Characters
Last Updated September 5, 2023.
The character's in Layamon's Brut, a famous Middle English poem of roughly 17,000 lines, overlap with those of several other well-known works of the Middle Ages, such as Geoffrey of Monmouth's Historia Regum Brittaniae ("History of the Kings of Britain," c. 1136), as well as Roman de Brut by the Norman poet, Wace (c. 1150).
Layamon's Brut is thought to have been completed in the early 13th century, owing to a reference to the late Eleanor of Aquitane. There are countless characters, as the work is an episodic chronicle of kings; however, several stand out for their historical importance or legacy.
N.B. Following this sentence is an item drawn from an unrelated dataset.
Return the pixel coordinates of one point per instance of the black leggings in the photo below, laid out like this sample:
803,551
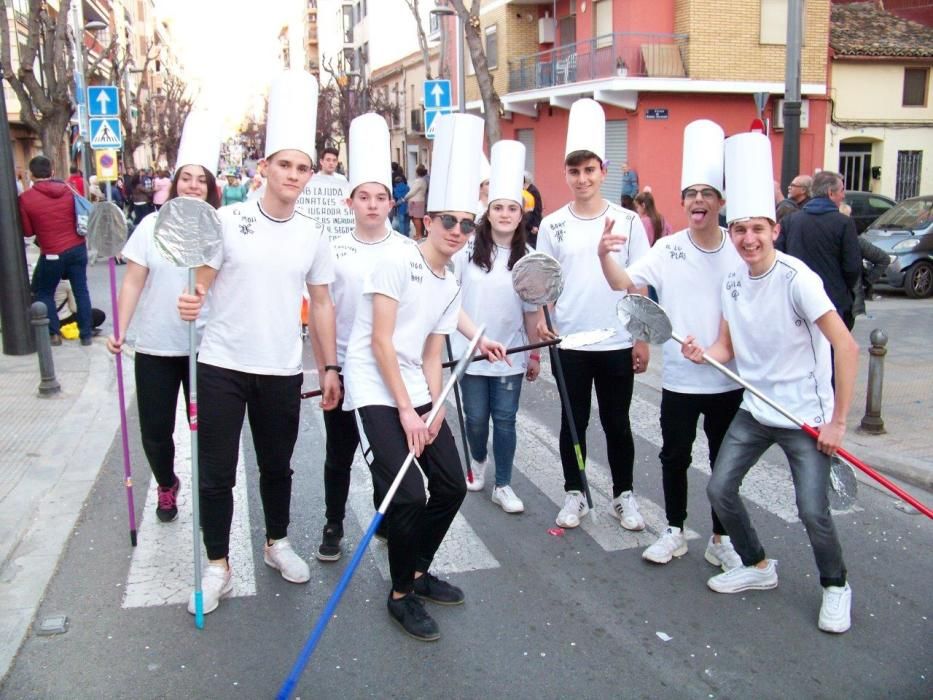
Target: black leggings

The principle section by volume (approx. 8,000) treats King Arthur and his company of characters, such as the wizard, Merlin; Arthur's father, Uther; his enemy, Modred; and his wife, Guinevere.
The story begins with the title character, Brutus, a descendant of Aeneas (of Trojan war fame). The story then chronicles Brutus' travels around the Mediterranean to the British isles, alongside other Trojans. Britain is, according to Layamon, named for Brutus, as he led the Trojans in battle against the indigenous giants.
The series of kings listed thereafter include famous names like King Lear, Cymbeline, and (the last in the novel) King Cadwallader (685-682 CE), who is notionally (according to Brut and other legends) the last king in the same line as Brutus.